Relational databases, such as MySQL, PostgreSQL and various commercial products, have served us well for many years. Lately, however, there has been a lot of discussion on whether the relational model is reaching the end of its life-span, and what may come after it.
Should you care? Which database technology should you be using?
Of course the answer is “it depends”, but that’s not very helpful. Let me ask you a few questions to help you figure out which technology is appropriate to your particular application. Then I can give a few pointers so that you can find out more.
First of all, calm down. Chances are that your current database is perfectly fine for now. But you might want to keep an eye open in case you notice some symptoms which show that you are pushing the relational model to its limits.
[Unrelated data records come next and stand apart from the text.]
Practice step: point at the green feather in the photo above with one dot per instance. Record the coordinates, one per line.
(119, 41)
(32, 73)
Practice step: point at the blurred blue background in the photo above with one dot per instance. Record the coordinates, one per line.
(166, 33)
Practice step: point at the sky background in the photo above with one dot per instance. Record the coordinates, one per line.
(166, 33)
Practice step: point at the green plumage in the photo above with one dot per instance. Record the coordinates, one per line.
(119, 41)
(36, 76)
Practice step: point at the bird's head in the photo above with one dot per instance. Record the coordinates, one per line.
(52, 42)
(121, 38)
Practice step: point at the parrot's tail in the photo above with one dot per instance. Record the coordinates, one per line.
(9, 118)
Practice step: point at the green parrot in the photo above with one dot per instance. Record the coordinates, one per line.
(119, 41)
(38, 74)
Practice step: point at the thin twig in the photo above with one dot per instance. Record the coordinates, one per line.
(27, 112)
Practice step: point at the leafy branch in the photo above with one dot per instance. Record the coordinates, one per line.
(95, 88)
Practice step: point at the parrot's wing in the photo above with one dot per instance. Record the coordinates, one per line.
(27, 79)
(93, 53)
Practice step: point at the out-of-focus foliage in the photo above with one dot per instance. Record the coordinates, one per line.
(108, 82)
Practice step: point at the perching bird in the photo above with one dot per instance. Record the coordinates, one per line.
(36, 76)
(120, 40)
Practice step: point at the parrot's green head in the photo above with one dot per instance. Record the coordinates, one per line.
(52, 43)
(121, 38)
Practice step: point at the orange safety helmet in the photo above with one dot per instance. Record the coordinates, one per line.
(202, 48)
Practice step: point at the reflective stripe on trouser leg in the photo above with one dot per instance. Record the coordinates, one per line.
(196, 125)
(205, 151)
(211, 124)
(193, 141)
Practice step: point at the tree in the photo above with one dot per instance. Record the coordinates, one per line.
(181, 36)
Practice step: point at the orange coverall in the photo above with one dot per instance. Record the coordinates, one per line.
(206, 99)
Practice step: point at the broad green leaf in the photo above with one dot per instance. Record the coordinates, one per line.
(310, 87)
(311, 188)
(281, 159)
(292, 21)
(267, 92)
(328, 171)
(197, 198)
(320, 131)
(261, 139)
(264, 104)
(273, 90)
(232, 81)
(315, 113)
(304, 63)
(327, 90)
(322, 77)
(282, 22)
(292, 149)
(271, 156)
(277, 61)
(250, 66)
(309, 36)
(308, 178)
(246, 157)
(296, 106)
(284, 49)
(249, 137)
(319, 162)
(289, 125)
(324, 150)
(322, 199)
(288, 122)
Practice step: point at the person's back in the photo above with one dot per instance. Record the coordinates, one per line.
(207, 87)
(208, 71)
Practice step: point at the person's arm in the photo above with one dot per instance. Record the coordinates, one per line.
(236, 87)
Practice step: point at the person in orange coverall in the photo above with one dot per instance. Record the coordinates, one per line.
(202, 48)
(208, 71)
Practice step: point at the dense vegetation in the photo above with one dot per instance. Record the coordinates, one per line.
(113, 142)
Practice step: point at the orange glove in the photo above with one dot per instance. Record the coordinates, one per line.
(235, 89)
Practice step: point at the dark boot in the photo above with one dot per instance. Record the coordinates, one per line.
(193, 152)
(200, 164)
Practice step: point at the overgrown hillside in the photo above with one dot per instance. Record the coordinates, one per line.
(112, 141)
Some symptoms relate to the structure of your data:
- Do you have tables with lots of columns, only a few of which are actually used by any particular row?
- Do you have “attribute” tables where each row is a triple of
(foreign key to row in another table, attribute name, attribute value)
and you need ugly joins in your queries to deal with those tables? - Have you given up on using columns for structured data, instead just serialising it (to JSON, YAML, XML or whatever) and dumping the string into your database?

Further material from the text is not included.